It’s been surprisingly rare for company leaders to confront governors directly during the pandemic, but Paul Glantz finally figured he had little choice. After Michigan Gov. Gretchen Whitmer forced Emagine Entertainment to cancel a Juneteenth film festival, Glantz has sued Whitmer and the state, alleging everything from violations of civil rights and due process to politically motivated hypocrisy.
Glantz co-founded and runs Troy, Michigan-based Emagine, which owns and operates luxury theaters in Michigan, Illinois, Minnesota and Wisconsin with a combined 244 movie screens. His company was “highly compliant” with gubernatorial shutdown orders in those states over the winter, Glantz said. And while Whitmer still has been keeping theaters in Michigan closed, Emagine proposed a six-day film festival beginning June 19 anyway. The “Juneteenth” event would have shown a dozen flicks at one location with themes about African-American life, including The Color Purple, and by black creators, including Spike Lee’s Do the Right Thing, and planned to donate all proceeds to the United Negro College Fund.
But Glantz postponed the festival at the 11th hour after getting a letter from the Michigan attorney general that proceeding would bring criminal charges. He and his company sued a few days later.

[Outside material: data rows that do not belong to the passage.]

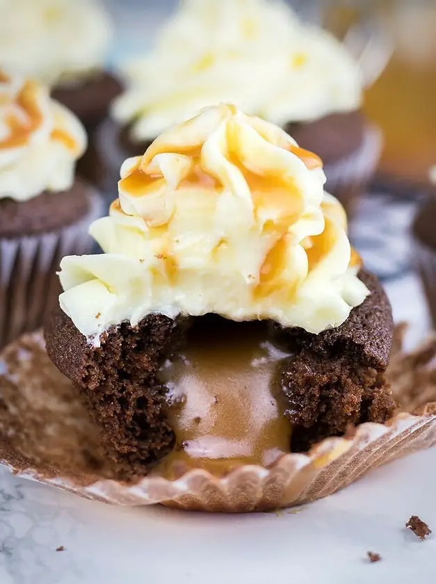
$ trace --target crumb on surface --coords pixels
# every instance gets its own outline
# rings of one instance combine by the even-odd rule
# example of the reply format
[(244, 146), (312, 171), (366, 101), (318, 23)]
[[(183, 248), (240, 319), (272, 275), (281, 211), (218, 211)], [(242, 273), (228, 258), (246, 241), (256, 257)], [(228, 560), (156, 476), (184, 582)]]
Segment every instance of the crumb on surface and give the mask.
[(430, 535), (431, 533), (431, 529), (427, 524), (417, 515), (412, 515), (405, 524), (405, 527), (412, 530), (415, 535), (421, 540), (425, 540), (427, 535)]

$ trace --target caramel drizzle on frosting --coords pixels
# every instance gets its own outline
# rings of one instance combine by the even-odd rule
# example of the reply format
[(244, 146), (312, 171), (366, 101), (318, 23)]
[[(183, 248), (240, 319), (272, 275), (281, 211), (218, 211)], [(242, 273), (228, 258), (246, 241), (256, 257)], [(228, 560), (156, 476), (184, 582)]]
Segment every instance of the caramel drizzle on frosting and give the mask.
[(5, 115), (10, 133), (7, 138), (0, 140), (0, 148), (6, 149), (24, 146), (41, 126), (43, 117), (35, 99), (37, 90), (35, 82), (26, 81), (11, 102), (10, 111)]
[[(280, 274), (286, 268), (287, 261), (286, 250), (289, 247), (291, 237), (289, 233), (290, 226), (297, 222), (301, 216), (304, 207), (304, 195), (296, 187), (294, 179), (286, 173), (264, 174), (251, 170), (244, 163), (241, 157), (241, 149), (239, 145), (237, 127), (232, 116), (237, 115), (236, 108), (226, 104), (225, 108), (228, 110), (229, 119), (226, 127), (226, 149), (225, 157), (228, 162), (234, 165), (243, 177), (253, 203), (255, 213), (261, 212), (262, 209), (274, 209), (275, 213), (273, 225), (266, 225), (264, 229), (271, 229), (274, 234), (275, 243), (273, 243), (267, 253), (263, 264), (260, 267), (259, 281), (253, 289), (253, 295), (257, 298), (264, 298), (271, 294), (275, 290), (283, 287), (284, 282), (280, 279)], [(189, 124), (188, 122), (186, 124)], [(268, 136), (262, 137), (268, 140)], [(282, 136), (275, 137), (276, 145), (291, 152), (301, 160), (309, 170), (322, 169), (323, 162), (319, 156), (309, 150), (283, 139)], [(127, 175), (120, 181), (120, 191), (129, 194), (129, 196), (142, 197), (148, 194), (154, 194), (161, 188), (164, 188), (165, 179), (163, 175), (156, 172), (154, 168), (150, 169), (149, 165), (153, 159), (161, 154), (171, 153), (179, 154), (185, 157), (189, 162), (188, 169), (179, 183), (177, 190), (184, 188), (200, 188), (215, 190), (219, 193), (224, 186), (219, 179), (208, 172), (202, 164), (202, 144), (192, 145), (168, 146), (165, 140), (156, 140), (147, 149), (144, 156), (138, 158), (133, 168)], [(190, 159), (190, 160), (189, 160)], [(339, 222), (344, 229), (346, 229), (346, 216), (343, 209), (337, 201), (328, 200), (323, 202), (321, 208), (325, 216), (325, 229), (320, 235), (308, 238), (306, 249), (308, 261), (308, 270), (314, 268), (319, 262), (328, 255), (331, 250), (338, 241), (339, 234), (337, 229)], [(115, 207), (113, 208), (115, 209)], [(118, 204), (117, 211), (122, 213), (121, 206)], [(165, 270), (171, 260), (170, 250), (161, 254), (161, 259), (165, 261)], [(357, 252), (351, 249), (350, 261), (350, 267), (362, 266), (362, 260)], [(171, 264), (170, 275), (175, 277), (177, 267)], [(301, 284), (298, 277), (294, 282), (287, 282), (286, 287), (289, 300)]]
[[(0, 83), (8, 83), (10, 76), (0, 70)], [(38, 103), (40, 86), (36, 81), (26, 81), (17, 95), (11, 98), (0, 88), (0, 104), (7, 108), (4, 122), (9, 129), (6, 138), (0, 140), (0, 149), (19, 148), (29, 142), (31, 136), (42, 126), (44, 115)], [(61, 142), (68, 149), (76, 152), (78, 145), (65, 130), (56, 127), (51, 131), (52, 140)]]

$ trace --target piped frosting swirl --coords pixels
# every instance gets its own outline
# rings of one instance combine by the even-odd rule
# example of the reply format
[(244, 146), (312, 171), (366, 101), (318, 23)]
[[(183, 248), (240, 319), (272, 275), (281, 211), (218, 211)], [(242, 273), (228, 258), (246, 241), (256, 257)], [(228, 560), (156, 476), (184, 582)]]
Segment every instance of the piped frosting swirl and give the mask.
[(283, 127), (362, 100), (361, 72), (345, 47), (280, 0), (185, 0), (153, 50), (124, 70), (127, 89), (113, 113), (138, 141), (223, 101)]
[(0, 199), (70, 188), (86, 143), (79, 120), (47, 88), (0, 70)]
[(368, 293), (321, 159), (260, 118), (206, 108), (121, 177), (109, 216), (90, 229), (104, 253), (61, 263), (60, 305), (86, 336), (151, 312), (318, 333)]

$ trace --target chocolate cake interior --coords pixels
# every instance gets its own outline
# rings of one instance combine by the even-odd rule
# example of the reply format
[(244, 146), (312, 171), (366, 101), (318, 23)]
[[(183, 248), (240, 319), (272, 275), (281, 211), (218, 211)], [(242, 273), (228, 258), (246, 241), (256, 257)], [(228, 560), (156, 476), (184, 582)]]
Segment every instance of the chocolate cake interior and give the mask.
[(218, 471), (223, 458), (227, 470), (266, 464), (393, 413), (383, 375), (390, 307), (376, 278), (361, 278), (370, 296), (318, 335), (268, 321), (151, 314), (112, 327), (95, 347), (59, 309), (46, 327), (47, 350), (87, 398), (120, 478), (147, 473), (170, 452), (167, 461), (207, 458), (199, 466)]

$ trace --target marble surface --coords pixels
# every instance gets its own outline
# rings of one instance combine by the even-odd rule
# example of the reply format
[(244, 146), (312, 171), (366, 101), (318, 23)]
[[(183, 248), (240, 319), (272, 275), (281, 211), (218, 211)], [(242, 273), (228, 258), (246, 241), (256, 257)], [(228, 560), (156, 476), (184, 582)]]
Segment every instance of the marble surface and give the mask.
[[(398, 204), (385, 197), (377, 191), (364, 199), (352, 231), (366, 261), (384, 277), (396, 321), (410, 323), (413, 346), (428, 328), (407, 237), (416, 199)], [(378, 237), (383, 213), (387, 236)], [(278, 517), (111, 507), (0, 467), (0, 584), (281, 584), (284, 575), (299, 584), (408, 584), (412, 578), (430, 584), (435, 461), (436, 449), (419, 453)], [(406, 530), (412, 514), (433, 526), (435, 536), (421, 542)], [(370, 565), (368, 551), (382, 561)]]

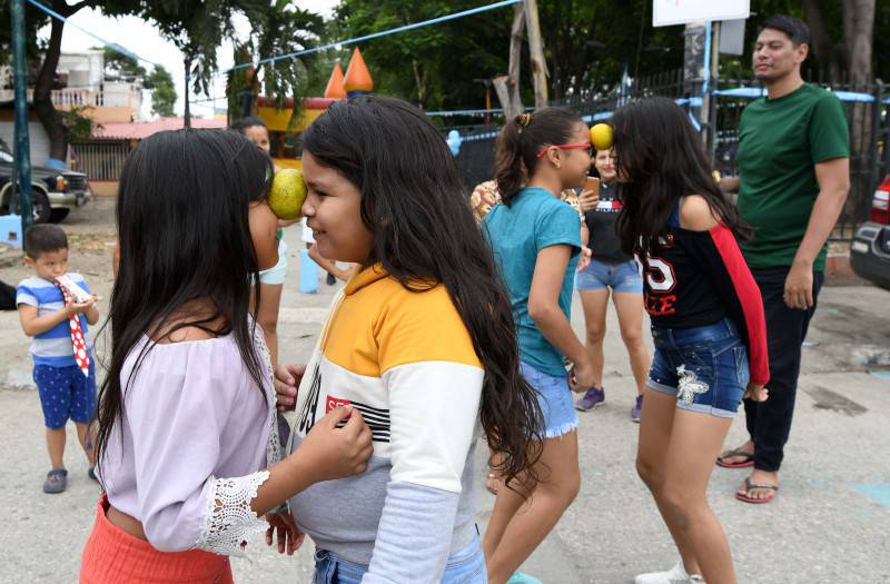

“I was shocked,” Glantz told Chief Executive. “I felt like the purpose of the festival would be a good reason to open, and a way to demonstrate that we could operate safely with social distancing and a proof of concept, while doing good on several levels.”
Also evident was that Glantz and Emagine are no johnny-come-latelies to the concerns and aspirations of African-Americans and the Black community in Detroit and elsewhere. Two years ago, he launched a joint venture with Big Sean, a BET Award-winning rapper with strong Detroit connections, to develop a cinematic and live-music center in the Motor City, with the initial goal of opening next year.
So the irony was clear to Glantz. Emagine “wants to support the movement for equality” through the Juneteenth festival, its suit noted, but wasn’t allowed to do so; yet Whitmer didn’t try to restrict the many protests that sprouted up in Michigan cities in the wake of the death in Minneapolis of George Floyd on May 25. “Street protests are okay, but cinema protests are not,” the suit stated. Emagine’s suit also mentioned that on June 4 Whitmer “attended an anti-police brutality march” in suburban Detroit and “did not maintain a distance of six feet from others.”
“My major grievance has to do with [Whitmer’s] inconsistencies,” Glantz said. “Strip clubs and massage parlors and bars have all been allowed to reopen, and yet this opaque assertion about the science and the data supporting all of this has never been revealed to any of us why movie theaters [constituted] undue risks to health and safety. So I believe that the actions of the governor have been arbitrary and capricious. Bars constitute a larger threat than movie theaters, yet they’ve all reopened” in Michigan.
Glantz said he was not going to “further second-guess the governor’s motivations; they’re pure. But her execution leaves something to be desired, particularly in the fact that she’s unwilling to accept input from others or explain her behavior.”
Glantz told Chief Executive that his company remains financially able to withstand months of forced closure of Emagine theaters, and a few have been allowed to reopen. But he’s concerned about the future of the movie-exhibition industry generally, especially as he sees suppliers such as Disney delay and postpone major planned movie openings. Emagine and other theater chains could be ready to reopen in compliance with governors’ Covid-19 guidelines – but have little to show customers.
“But that’s the lot for most of us as entrepreneurs and business people,” Glantz said. “It’s about bobbing and weaving and rolling with the punches.”